Lately
I feel as if every time I turn around, I’m reminded of Exodus 33. It can be
from a song on the radio, something a friend or family member says, etc.
Regardless of how it happens, it seems to be a relevant theme in my world. A
little bit of context: the Israelites are in the wilderness, and Moses has just
recently descended from a literal mountain top experience with the Lord. Out of
frustration with the Israelites’ unfaithfulness to the Himself, the Lord
commands Moses to take the Israelites up toward the promise land but tells
Moses that He will not be going with them. It’s here that Moses begins to plead
with the Lord. In verse 15 (NLT) he is even so bold as to say, “If you do not
personally go with us, don’t make us leave this place.”
I used to simply think that Moses was a wise man for knowing that the Lord’s presence was the best place for the Israelite people to be. I mean it makes sense, right? Creator of the universe, all-powerful King of everything, the Great Provider, etc… You get the point. God is one cool dude. But the other day I began to realize something about the story I had never noticed before.
The Israelites were in the wilderness.
I know. How could I miss it? It’s only their location… Still I’d only ever considered the story in light of where they were going. I’d never thought about where they were. So lets talk about it for a second.
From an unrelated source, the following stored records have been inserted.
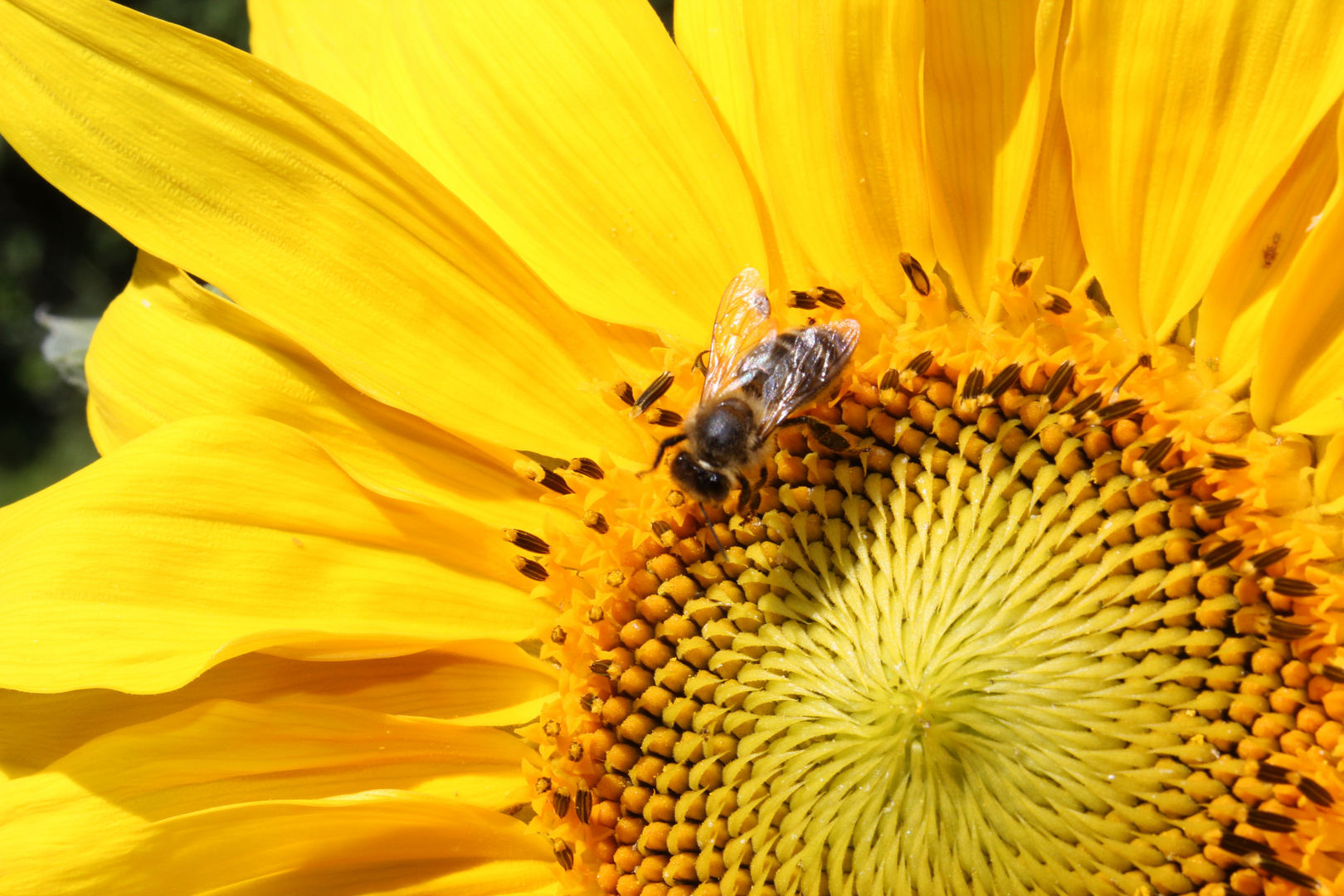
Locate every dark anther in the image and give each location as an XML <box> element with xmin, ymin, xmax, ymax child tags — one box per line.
<box><xmin>961</xmin><ymin>369</ymin><xmax>985</xmax><ymax>399</ymax></box>
<box><xmin>1040</xmin><ymin>286</ymin><xmax>1074</xmax><ymax>314</ymax></box>
<box><xmin>1157</xmin><ymin>466</ymin><xmax>1205</xmax><ymax>492</ymax></box>
<box><xmin>816</xmin><ymin>286</ymin><xmax>844</xmax><ymax>310</ymax></box>
<box><xmin>813</xmin><ymin>430</ymin><xmax>850</xmax><ymax>451</ymax></box>
<box><xmin>1297</xmin><ymin>778</ymin><xmax>1335</xmax><ymax>806</ymax></box>
<box><xmin>1247</xmin><ymin>544</ymin><xmax>1293</xmax><ymax>570</ymax></box>
<box><xmin>1269</xmin><ymin>616</ymin><xmax>1312</xmax><ymax>640</ymax></box>
<box><xmin>504</xmin><ymin>529</ymin><xmax>551</xmax><ymax>553</ymax></box>
<box><xmin>514</xmin><ymin>558</ymin><xmax>548</xmax><ymax>582</ymax></box>
<box><xmin>528</xmin><ymin>467</ymin><xmax>574</xmax><ymax>494</ymax></box>
<box><xmin>644</xmin><ymin>407</ymin><xmax>681</xmax><ymax>427</ymax></box>
<box><xmin>1199</xmin><ymin>542</ymin><xmax>1242</xmax><ymax>570</ymax></box>
<box><xmin>1255</xmin><ymin>762</ymin><xmax>1290</xmax><ymax>785</ymax></box>
<box><xmin>1208</xmin><ymin>451</ymin><xmax>1250</xmax><ymax>470</ymax></box>
<box><xmin>1208</xmin><ymin>451</ymin><xmax>1250</xmax><ymax>470</ymax></box>
<box><xmin>900</xmin><ymin>252</ymin><xmax>933</xmax><ymax>295</ymax></box>
<box><xmin>570</xmin><ymin>457</ymin><xmax>606</xmax><ymax>480</ymax></box>
<box><xmin>1069</xmin><ymin>392</ymin><xmax>1101</xmax><ymax>416</ymax></box>
<box><xmin>985</xmin><ymin>364</ymin><xmax>1021</xmax><ymax>399</ymax></box>
<box><xmin>1110</xmin><ymin>354</ymin><xmax>1153</xmax><ymax>397</ymax></box>
<box><xmin>1012</xmin><ymin>262</ymin><xmax>1034</xmax><ymax>286</ymax></box>
<box><xmin>551</xmin><ymin>787</ymin><xmax>570</xmax><ymax>818</ymax></box>
<box><xmin>631</xmin><ymin>371</ymin><xmax>672</xmax><ymax>416</ymax></box>
<box><xmin>906</xmin><ymin>352</ymin><xmax>933</xmax><ymax>376</ymax></box>
<box><xmin>1097</xmin><ymin>397</ymin><xmax>1144</xmax><ymax>423</ymax></box>
<box><xmin>1274</xmin><ymin>575</ymin><xmax>1316</xmax><ymax>598</ymax></box>
<box><xmin>1199</xmin><ymin>499</ymin><xmax>1244</xmax><ymax>520</ymax></box>
<box><xmin>1246</xmin><ymin>809</ymin><xmax>1297</xmax><ymax>835</ymax></box>
<box><xmin>1218</xmin><ymin>830</ymin><xmax>1273</xmax><ymax>855</ymax></box>
<box><xmin>1138</xmin><ymin>438</ymin><xmax>1172</xmax><ymax>470</ymax></box>
<box><xmin>1045</xmin><ymin>362</ymin><xmax>1074</xmax><ymax>404</ymax></box>
<box><xmin>1259</xmin><ymin>855</ymin><xmax>1318</xmax><ymax>889</ymax></box>
<box><xmin>574</xmin><ymin>787</ymin><xmax>592</xmax><ymax>825</ymax></box>
<box><xmin>1088</xmin><ymin>277</ymin><xmax>1113</xmax><ymax>317</ymax></box>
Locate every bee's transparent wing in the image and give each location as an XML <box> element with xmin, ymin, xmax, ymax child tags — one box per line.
<box><xmin>700</xmin><ymin>267</ymin><xmax>774</xmax><ymax>402</ymax></box>
<box><xmin>757</xmin><ymin>321</ymin><xmax>859</xmax><ymax>432</ymax></box>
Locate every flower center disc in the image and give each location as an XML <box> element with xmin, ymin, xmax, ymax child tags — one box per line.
<box><xmin>538</xmin><ymin>364</ymin><xmax>1333</xmax><ymax>896</ymax></box>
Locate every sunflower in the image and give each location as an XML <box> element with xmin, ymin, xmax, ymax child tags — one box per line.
<box><xmin>0</xmin><ymin>0</ymin><xmax>1344</xmax><ymax>896</ymax></box>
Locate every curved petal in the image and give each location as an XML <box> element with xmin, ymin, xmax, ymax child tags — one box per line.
<box><xmin>923</xmin><ymin>0</ymin><xmax>1071</xmax><ymax>317</ymax></box>
<box><xmin>1012</xmin><ymin>2</ymin><xmax>1088</xmax><ymax>298</ymax></box>
<box><xmin>0</xmin><ymin>416</ymin><xmax>543</xmax><ymax>694</ymax></box>
<box><xmin>0</xmin><ymin>640</ymin><xmax>555</xmax><ymax>778</ymax></box>
<box><xmin>247</xmin><ymin>0</ymin><xmax>387</xmax><ymax>121</ymax></box>
<box><xmin>85</xmin><ymin>252</ymin><xmax>572</xmax><ymax>519</ymax></box>
<box><xmin>256</xmin><ymin>0</ymin><xmax>765</xmax><ymax>340</ymax></box>
<box><xmin>672</xmin><ymin>0</ymin><xmax>806</xmax><ymax>291</ymax></box>
<box><xmin>1063</xmin><ymin>0</ymin><xmax>1344</xmax><ymax>340</ymax></box>
<box><xmin>0</xmin><ymin>0</ymin><xmax>645</xmax><ymax>457</ymax></box>
<box><xmin>1251</xmin><ymin>106</ymin><xmax>1344</xmax><ymax>436</ymax></box>
<box><xmin>1195</xmin><ymin>104</ymin><xmax>1340</xmax><ymax>388</ymax></box>
<box><xmin>736</xmin><ymin>0</ymin><xmax>936</xmax><ymax>302</ymax></box>
<box><xmin>0</xmin><ymin>703</ymin><xmax>553</xmax><ymax>896</ymax></box>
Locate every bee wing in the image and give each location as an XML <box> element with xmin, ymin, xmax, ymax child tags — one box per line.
<box><xmin>743</xmin><ymin>321</ymin><xmax>859</xmax><ymax>432</ymax></box>
<box><xmin>702</xmin><ymin>267</ymin><xmax>774</xmax><ymax>402</ymax></box>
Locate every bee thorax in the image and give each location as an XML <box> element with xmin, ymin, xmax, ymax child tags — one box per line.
<box><xmin>692</xmin><ymin>397</ymin><xmax>755</xmax><ymax>467</ymax></box>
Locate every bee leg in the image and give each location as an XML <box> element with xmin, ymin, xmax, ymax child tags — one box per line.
<box><xmin>640</xmin><ymin>432</ymin><xmax>685</xmax><ymax>475</ymax></box>
<box><xmin>738</xmin><ymin>475</ymin><xmax>761</xmax><ymax>519</ymax></box>
<box><xmin>747</xmin><ymin>466</ymin><xmax>770</xmax><ymax>514</ymax></box>
<box><xmin>696</xmin><ymin>501</ymin><xmax>723</xmax><ymax>553</ymax></box>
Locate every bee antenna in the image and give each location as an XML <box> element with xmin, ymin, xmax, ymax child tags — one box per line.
<box><xmin>696</xmin><ymin>501</ymin><xmax>724</xmax><ymax>553</ymax></box>
<box><xmin>635</xmin><ymin>432</ymin><xmax>685</xmax><ymax>480</ymax></box>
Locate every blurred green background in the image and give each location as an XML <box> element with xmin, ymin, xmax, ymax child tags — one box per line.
<box><xmin>0</xmin><ymin>0</ymin><xmax>672</xmax><ymax>505</ymax></box>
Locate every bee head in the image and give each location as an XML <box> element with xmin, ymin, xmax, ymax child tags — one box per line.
<box><xmin>668</xmin><ymin>451</ymin><xmax>733</xmax><ymax>504</ymax></box>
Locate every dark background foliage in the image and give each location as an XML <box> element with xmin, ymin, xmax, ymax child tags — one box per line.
<box><xmin>0</xmin><ymin>0</ymin><xmax>672</xmax><ymax>505</ymax></box>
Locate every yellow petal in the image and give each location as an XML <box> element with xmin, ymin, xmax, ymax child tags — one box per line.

The wilderness. On my study trip to the Middle East in 2012 I experienced it first hand. It’s pretty depleted of natural resources - at least the ones that sustain life such as water, shelter and food. Lets also keep in mind the Israelites were a huge group of people, requiring a massive quantity of these very basic resources each day.
If you know much about the 40 years of wandering, you are probably already aware that God provided for His people. They ate manna each day and had water miraculously every time it was needed. But it was still the wilderness! It was the same thing for every meal every day of every week. Now I don’t know about you, but there have been enough of these seasons in my life for me to know that God will always provide. Even so, there still remains many a moment in such a season where I am literally just getting by. And I’m going to guess that in the wilderness, the Israelites were just getting by. Where they were headed was a land of prosperity, a land flowing with milk and honey, a land God promised to His people. Where they currently found themselves was a place where everything was directly the opposite.
Yet Moses tells the Lord that he does not want to be sent up from the wilderness into a land of prosperity if the Lord does not go with them. … Just let that sink in for a moment. What Moses truly just said was, “I would rather stay in a place of suffering and know that the Lord is with us than inherit a land of prosperity without the Lord beside us.” What a statement!
This stand that Moses makes has really encouraged me to remain faithful to the Lord through a season of what feels like a version of my own wilderness. The time of wandering for the Israelites was indefinite. There was no foreseeable end in sight. Yet Moses had the wisdom to stay with the Lord in a wilderness instead of walking into the land of promise without Him.